La phase initiale, la plus étudiée, est celle de la transition démographique, avec le passage d’un régime de forte mortalité et fécondité à un régime de faible mortalité et fécondité. La France a déjà fait exception, ayant amorcé sa transition démographique au XVIIIe siècle, avant les autres pays. Sans cette transition précoce, estiment certains économistes, la population française s’élèverait aujourd’hui à 250 millions.
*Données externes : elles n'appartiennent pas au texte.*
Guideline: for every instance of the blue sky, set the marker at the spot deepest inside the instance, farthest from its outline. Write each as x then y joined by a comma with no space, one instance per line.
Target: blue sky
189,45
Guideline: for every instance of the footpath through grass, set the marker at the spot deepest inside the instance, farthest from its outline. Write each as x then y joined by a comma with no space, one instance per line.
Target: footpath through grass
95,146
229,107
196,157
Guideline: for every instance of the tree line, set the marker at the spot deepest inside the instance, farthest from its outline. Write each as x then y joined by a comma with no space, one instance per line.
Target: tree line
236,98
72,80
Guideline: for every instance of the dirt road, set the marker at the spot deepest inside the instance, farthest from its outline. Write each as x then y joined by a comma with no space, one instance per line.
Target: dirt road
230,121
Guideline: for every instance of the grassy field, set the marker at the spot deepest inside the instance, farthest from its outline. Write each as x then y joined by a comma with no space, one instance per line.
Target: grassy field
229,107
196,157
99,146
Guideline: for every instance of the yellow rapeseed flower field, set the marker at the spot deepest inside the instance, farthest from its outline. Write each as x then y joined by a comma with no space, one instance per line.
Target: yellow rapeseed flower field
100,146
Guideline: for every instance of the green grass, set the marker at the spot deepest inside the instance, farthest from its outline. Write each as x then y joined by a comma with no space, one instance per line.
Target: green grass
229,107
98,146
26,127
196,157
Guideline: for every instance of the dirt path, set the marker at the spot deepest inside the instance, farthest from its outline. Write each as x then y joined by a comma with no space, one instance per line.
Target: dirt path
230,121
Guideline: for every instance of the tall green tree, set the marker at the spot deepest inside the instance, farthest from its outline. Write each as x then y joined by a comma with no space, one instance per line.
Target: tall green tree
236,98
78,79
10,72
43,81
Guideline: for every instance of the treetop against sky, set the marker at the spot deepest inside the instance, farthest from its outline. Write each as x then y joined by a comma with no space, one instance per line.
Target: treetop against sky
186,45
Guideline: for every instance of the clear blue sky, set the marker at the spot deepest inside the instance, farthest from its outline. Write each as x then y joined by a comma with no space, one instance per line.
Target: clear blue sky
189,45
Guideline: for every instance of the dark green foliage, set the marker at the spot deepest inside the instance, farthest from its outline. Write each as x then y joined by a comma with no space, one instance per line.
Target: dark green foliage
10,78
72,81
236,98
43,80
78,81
Comment alors expliquer que la France – qui avait l’un des taux de fécondité les plus bas au début du XXe siècle – fasse ensuite figure de championne européenne de la natalité ? Prix Nobel d’économie 2023, Claudia Goldin explique cela par la vitesse de la croissance pendant les « trente glorieuses », qui fut plus faible dans l’Hexagone que chez ses voisins, dans son étude Babies and the macroeconomy (« les bébés et la macroéconomie », Economica, 2025, non traduit). Les pays qui ont la natalité la plus faible aujourd’hui (Italie, Espagne, Corée du Sud, Japon, avec des taux oscillant entre 0,7 pour la Corée du Sud et 1,2 pour l’Italie) ont tous en commun une croissance économique très rapide dans l’après-guerre. Le changement social ne suivit pas, ce qui créa, selon l’économiste, un conflit culturel et une guerre des sexes.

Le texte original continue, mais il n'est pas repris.